One-Liner Tuning Script

The following script applies all recommended production settings. Review and adjust values to your workload before running.

#!/usr/bin/env bash
# melisai production tuning — apply with: sudo bash tune.sh
# Generated for melisai v0.4.1
set -euo pipefail

SYSCTL_CONF="/etc/sysctl.d/99-melisai.conf"

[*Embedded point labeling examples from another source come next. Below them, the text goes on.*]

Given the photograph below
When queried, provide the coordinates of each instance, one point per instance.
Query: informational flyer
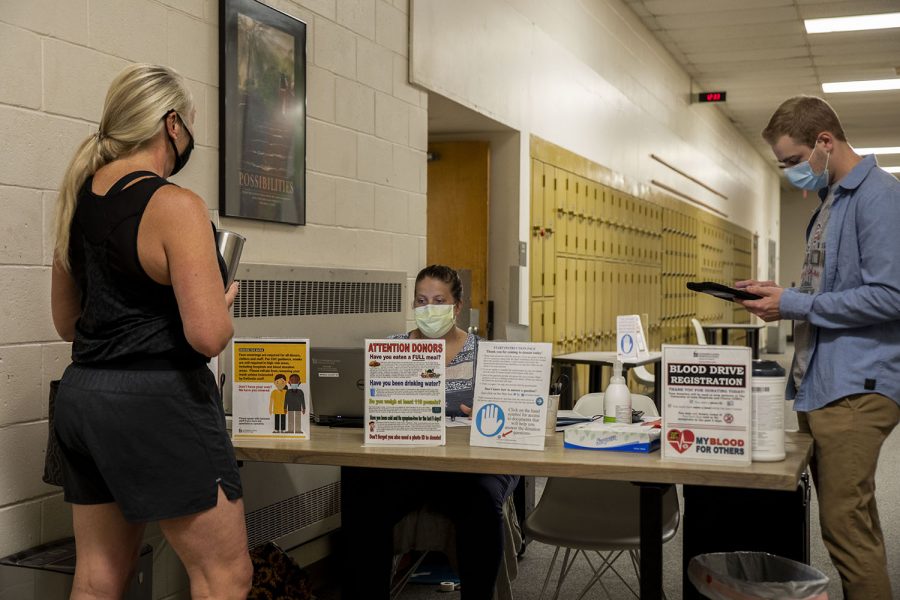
(512, 384)
(405, 393)
(270, 388)
(707, 403)
(630, 340)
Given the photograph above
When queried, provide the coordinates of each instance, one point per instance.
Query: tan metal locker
(571, 301)
(560, 303)
(561, 231)
(582, 218)
(537, 321)
(538, 230)
(581, 302)
(590, 300)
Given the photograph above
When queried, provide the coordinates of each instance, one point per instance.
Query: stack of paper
(624, 437)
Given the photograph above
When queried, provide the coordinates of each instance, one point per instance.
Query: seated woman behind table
(374, 500)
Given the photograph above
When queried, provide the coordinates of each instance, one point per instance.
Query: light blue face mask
(802, 176)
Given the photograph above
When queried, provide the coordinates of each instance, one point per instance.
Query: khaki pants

cat > "$SYSCTL_CONF" << 'SYSCTL'
# === CPU Scheduler ===
kernel.sched_latency_ns = 6000000
kernel.sched_min_granularity_ns = 750000
kernel.sched_numa_balancing = 1

# === Memory ===
vm.swappiness = 10
vm.dirty_ratio = 10
vm.dirty_background_ratio = 5
vm.overcommit_memory = 2
vm.min_free_kbytes = 131072
vm.watermark_scale_factor = 200
vm.dirty_expire_centisecs = 1500
vm.dirty_writeback_centisecs = 300
vm.zone_reclaim_mode = 0

# === Network: TCP Stack ===
net.ipv4.tcp_congestion_control = bbr
net.core.default_qdisc = fq
net.core.somaxconn = 65535
net.ipv4.tcp_max_syn_backlog = 8192
net.ipv4.tcp_rmem = 4096 131072 16777216
net.ipv4.tcp_wmem = 4096 131072 16777216
net.core.rmem_max = 16777216
net.core.wmem_max = 16777216
net.ipv4.ip_local_port_range = 1024 65535
net.ipv4.tcp_tw_reuse = 1
net.ipv4.tcp_fin_timeout = 15
net.ipv4.tcp_slow_start_after_idle = 0
net.ipv4.tcp_fastopen = 3
net.ipv4.tcp_syncookies = 1
net.ipv4.tcp_notsent_lowat = 131072
net.ipv4.tcp_mtu_probing = 1
net.ipv4.tcp_keepalive_time = 300
net.ipv4.tcp_keepalive_intvl = 15
net.ipv4.tcp_keepalive_probes = 5

# === Network: Packet Processing ===
net.core.netdev_budget = 600
net.core.netdev_budget_usecs = 8000
net.core.netdev_max_backlog = 10000

# === Network: Neighbor Table (K8s / large subnets) ===
net.ipv4.neigh.default.gc_thresh1 = 2048
net.ipv4.neigh.default.gc_thresh2 = 4096
net.ipv4.neigh.default.gc_thresh3 = 8192
SYSCTL

echo "[1/5] Wrote sysctl config to $SYSCTL_CONF"

# Apply sysctl settings
sysctl -p "$SYSCTL_CONF"
echo "[2/5] Applied sysctl settings"

# THP: madvise mode
echo madvise > /sys/kernel/mm/transparent_hugepage/enabled
echo "defer+madvise" > /sys/kernel/mm/transparent_hugepage/defrag
echo "[3/5] Set THP to madvise, defrag to defer+madvise"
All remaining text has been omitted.